Wereld toiletdag. Recht op plassen: als je moet, ga je
nieuws
Het zou een regel moeten zijn dat elk kind het recht heeft om te gaan plassen als het daartoe de behoefte voelt. Op veel scholen moeten kinderen op 'bevel' plassen: tijdens de speeltijd. Het is verkeerd om een kind die natuurlijke impuls te verbieden. Als een kind moet plassen, zou elke leraar het meteen moeten laten gaan. Als een kind al durft zijn vinger opsteken om te mogen gaan, zit het al minstens 30 minuten te springen.
Kinderen die hun plas moeten ophouden krijgen vroeg of laat blaasproblemen. De sluitspier willekeurig kunnen aanspannen, is belangrijk om de plas op te houden en droog te blijven. Het is de noodrem die we kunnen gebruiken in afwachting van een toilet. Maar we mogen de sluitspier niet te veel activeren. De ‘supersluitspier’ laat dan niet meer goed los bij het plassen. Vaak hebben meisjes een te sterk geoefende sluitspier, waardoor ze niet meer in staat zijn ze willekeurig los te laten. Dit kan aanleiding geven tot urineweginfecties.

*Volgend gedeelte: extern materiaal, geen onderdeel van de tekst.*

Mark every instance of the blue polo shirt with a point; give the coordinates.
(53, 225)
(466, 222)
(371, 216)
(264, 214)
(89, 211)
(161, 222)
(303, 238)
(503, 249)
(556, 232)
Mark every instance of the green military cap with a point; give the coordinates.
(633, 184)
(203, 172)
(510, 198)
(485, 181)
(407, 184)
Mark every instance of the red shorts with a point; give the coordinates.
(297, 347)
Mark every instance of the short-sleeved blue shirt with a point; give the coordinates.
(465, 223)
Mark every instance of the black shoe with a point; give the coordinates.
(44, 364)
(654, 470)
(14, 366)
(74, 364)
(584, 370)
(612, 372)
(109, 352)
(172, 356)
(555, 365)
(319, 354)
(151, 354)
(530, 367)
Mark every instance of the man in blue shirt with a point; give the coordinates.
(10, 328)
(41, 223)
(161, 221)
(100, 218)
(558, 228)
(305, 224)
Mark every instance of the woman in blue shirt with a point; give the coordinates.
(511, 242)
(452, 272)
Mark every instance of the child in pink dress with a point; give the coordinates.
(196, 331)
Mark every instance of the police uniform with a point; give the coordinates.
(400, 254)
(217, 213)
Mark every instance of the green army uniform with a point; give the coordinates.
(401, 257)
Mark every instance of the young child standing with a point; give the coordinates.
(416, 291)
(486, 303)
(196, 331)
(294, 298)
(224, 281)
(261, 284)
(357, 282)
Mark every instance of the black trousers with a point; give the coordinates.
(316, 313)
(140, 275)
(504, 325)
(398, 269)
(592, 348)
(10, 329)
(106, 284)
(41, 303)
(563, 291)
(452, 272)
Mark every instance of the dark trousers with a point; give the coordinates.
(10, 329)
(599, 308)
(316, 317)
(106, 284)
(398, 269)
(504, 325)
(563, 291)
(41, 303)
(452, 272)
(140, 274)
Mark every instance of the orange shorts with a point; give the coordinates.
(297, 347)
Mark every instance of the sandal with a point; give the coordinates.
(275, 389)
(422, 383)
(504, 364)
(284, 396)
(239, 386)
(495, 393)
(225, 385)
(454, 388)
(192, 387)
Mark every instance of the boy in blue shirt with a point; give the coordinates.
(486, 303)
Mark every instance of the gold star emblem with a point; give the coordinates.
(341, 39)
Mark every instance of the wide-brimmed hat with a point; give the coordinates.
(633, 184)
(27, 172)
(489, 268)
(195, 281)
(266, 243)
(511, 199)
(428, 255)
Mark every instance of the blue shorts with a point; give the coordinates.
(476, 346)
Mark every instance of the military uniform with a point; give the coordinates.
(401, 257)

De blaas is pas volledig ontwikkeld als het kind 12 jaar is. In het basisonderwijs heeft 1 op 10 kinderen een te kleine blaas.
Een kind dat voldoende drinkt, moet minstens 5 à 6 maal per dag naar het toilet. Een normale blaas heeft een vulvolume van 200 ml. Een kind met een te kleine blaas (ongeveer 1 kind op 10 jonger dan 12 jaar) moet frequenter naar het toilet, gemiddeld 10 keer omdat hun blaas maar 100 ml kan bevatten. In elke klas zitten dus twee kinderen die sowieso moeten plassen tussen twee lessen in. Een toenemend aantal kinderen heeft last van een plasprobleem. Vooral bij meisjes is er een sterke stijging.